Today’s announcement to close the US - Canada border to all travel except “essential travel and supply chains” could have cascading impacts, and we urge both countries to allow commerce and critical service personnel to continue to flow across our shared borders. The understanding of what is considered essential is complex and not often well-understood. PNWER’s Center for Regional Disaster Resilience has examined regional cross-border interdependencies and has demonstrated that there are many goods and services that play a crucial role in keeping our critical infrastructures and services up and running. Critical infrastructures and service providers depend on suppliers and resources from both sides of the border, and we must continue to find ways to facilitate these linkages and allow the flow of commerce to continue.
Our work in analyzing regional cross-border infrastructure interdependencies has shown that criticality is a dynamic function in any emergency. Certain supplies or functions may not seem essential but may be absolutely necessary for our public health system to operate. We cannot expect our border agents to be able to determine what “essential goods or services” are. Disruptions in supply chains may have cascading impacts to both the US and Canadian critical services and economies and could cause many unintended consequences.
PNWER’s Center for Regional Disaster Resilience has focused on critical infrastructure interdependencies since 2001 and has conducted numerous exercises focused on pandemic scenarios. The Center released a comprehensive, 185-page report focused on pandemic preparedness with specific recommendations for both government and businesses as well as a detailed pandemic exercise report with lessons learned. These reports and other related resources can be found online at https://www.
"PNWER has worked to develop cross-border trade, commerce, and build trusting relationships for 30 years,” said Montana Senator Mike Cuffe, President of the Pacific NorthWest Economic Region or PNWER, "and we will continue to work with both border agencies to ensure that important trade and commerce continues to flow across the US - Canada border, as well as necessary and important supplies and services to address the pandemic.

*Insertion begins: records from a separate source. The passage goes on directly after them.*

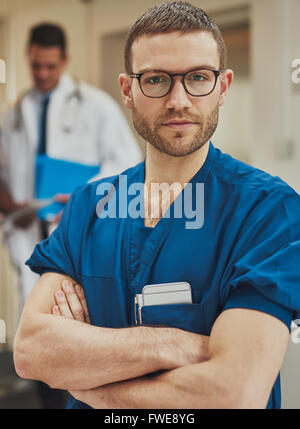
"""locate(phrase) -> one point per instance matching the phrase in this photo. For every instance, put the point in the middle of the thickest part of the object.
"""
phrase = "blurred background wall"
(258, 123)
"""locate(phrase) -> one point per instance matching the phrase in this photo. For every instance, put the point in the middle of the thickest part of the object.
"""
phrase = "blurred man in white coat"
(65, 119)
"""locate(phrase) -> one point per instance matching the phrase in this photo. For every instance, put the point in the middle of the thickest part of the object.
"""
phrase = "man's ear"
(226, 78)
(125, 83)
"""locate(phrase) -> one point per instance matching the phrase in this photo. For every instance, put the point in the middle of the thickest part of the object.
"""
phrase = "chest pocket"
(188, 317)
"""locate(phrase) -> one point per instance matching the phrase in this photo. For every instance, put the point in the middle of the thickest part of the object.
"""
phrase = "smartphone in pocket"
(163, 294)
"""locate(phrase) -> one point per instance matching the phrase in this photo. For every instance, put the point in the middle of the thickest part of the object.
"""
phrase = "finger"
(62, 303)
(55, 310)
(80, 294)
(73, 301)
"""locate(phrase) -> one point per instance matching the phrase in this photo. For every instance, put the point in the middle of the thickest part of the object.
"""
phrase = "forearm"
(194, 386)
(69, 354)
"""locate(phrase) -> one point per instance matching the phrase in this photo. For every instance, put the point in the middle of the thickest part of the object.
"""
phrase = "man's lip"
(179, 124)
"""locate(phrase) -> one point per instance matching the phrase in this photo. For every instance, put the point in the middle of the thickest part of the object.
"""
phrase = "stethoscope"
(72, 103)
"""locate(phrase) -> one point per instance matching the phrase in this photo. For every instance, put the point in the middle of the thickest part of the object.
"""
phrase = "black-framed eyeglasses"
(157, 84)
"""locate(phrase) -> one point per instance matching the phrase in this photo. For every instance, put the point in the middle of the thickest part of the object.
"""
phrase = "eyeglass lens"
(197, 82)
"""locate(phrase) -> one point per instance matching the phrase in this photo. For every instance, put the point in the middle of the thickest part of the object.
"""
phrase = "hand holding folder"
(55, 177)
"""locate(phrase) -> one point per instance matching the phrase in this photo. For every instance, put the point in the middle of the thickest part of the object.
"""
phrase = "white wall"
(272, 101)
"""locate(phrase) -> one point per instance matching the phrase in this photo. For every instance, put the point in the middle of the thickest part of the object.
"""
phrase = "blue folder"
(56, 176)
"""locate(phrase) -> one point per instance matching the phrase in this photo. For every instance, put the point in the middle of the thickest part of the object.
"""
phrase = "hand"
(71, 303)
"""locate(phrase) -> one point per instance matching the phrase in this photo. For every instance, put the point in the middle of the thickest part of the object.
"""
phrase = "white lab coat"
(84, 124)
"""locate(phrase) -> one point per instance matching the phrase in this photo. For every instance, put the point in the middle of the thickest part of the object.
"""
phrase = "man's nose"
(178, 98)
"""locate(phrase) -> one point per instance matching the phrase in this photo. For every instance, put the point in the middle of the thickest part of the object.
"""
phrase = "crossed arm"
(109, 368)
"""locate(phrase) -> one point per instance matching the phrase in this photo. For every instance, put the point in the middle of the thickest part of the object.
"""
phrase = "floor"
(17, 393)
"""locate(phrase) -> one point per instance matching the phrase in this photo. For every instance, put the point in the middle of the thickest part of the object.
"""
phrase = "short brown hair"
(173, 16)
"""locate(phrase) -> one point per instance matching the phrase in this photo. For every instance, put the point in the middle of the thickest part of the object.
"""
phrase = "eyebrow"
(200, 67)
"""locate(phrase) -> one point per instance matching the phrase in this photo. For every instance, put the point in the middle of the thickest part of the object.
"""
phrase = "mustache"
(169, 117)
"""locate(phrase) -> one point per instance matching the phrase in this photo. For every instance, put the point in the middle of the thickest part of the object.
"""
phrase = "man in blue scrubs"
(241, 256)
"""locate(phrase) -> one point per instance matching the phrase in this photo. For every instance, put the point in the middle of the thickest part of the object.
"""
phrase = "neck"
(163, 168)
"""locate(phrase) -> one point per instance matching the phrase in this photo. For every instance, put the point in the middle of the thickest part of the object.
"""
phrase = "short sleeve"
(55, 253)
(264, 270)
(248, 297)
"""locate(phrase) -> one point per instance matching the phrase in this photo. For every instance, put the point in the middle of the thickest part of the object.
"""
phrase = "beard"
(178, 145)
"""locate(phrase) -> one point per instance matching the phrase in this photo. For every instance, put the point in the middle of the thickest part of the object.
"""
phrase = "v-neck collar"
(199, 177)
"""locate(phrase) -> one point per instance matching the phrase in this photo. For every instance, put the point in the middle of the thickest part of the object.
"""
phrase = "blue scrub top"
(246, 254)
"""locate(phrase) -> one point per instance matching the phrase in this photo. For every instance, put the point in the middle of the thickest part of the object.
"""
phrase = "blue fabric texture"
(246, 253)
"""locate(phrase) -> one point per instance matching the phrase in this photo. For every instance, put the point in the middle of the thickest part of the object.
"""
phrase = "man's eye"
(156, 79)
(197, 77)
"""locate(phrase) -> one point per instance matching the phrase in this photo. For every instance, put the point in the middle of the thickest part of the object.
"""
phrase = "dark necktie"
(42, 146)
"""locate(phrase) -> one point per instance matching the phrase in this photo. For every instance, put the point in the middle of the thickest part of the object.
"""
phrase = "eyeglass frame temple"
(172, 75)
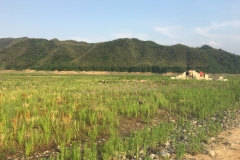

We have also submitted the recommendations of PNWER’s Center for Regional Disaster Resilience to the White House last week, with specific recommendations for pandemic response.”
Matt Morrison, Executive Director of PNWER said, “We have spent 20 years examining the interdependencies of critical infrastructure and pandemic response plans. What we must prevent is any border agent making a decision on what is and what is not ‘essential.’ As both governments consider closing the border, it is of extreme importance to allow commerce to flow during this crisis.”
The Pacific NorthWest Economic Region (PNWER) is a public/private non-profit organization created by statute in 1991. Member jurisdictions include Alaska, Idaho, Oregon, Montana and Washington, and the Canadian provinces and territories of British Columbia, Alberta, Saskatchewan, the Northwest Territories and Yukon. PNWER's mission is to increase the economic well-being and quality of life for all citizens of the region; identify and promote "models of success; and serve as a conduit to exchange information.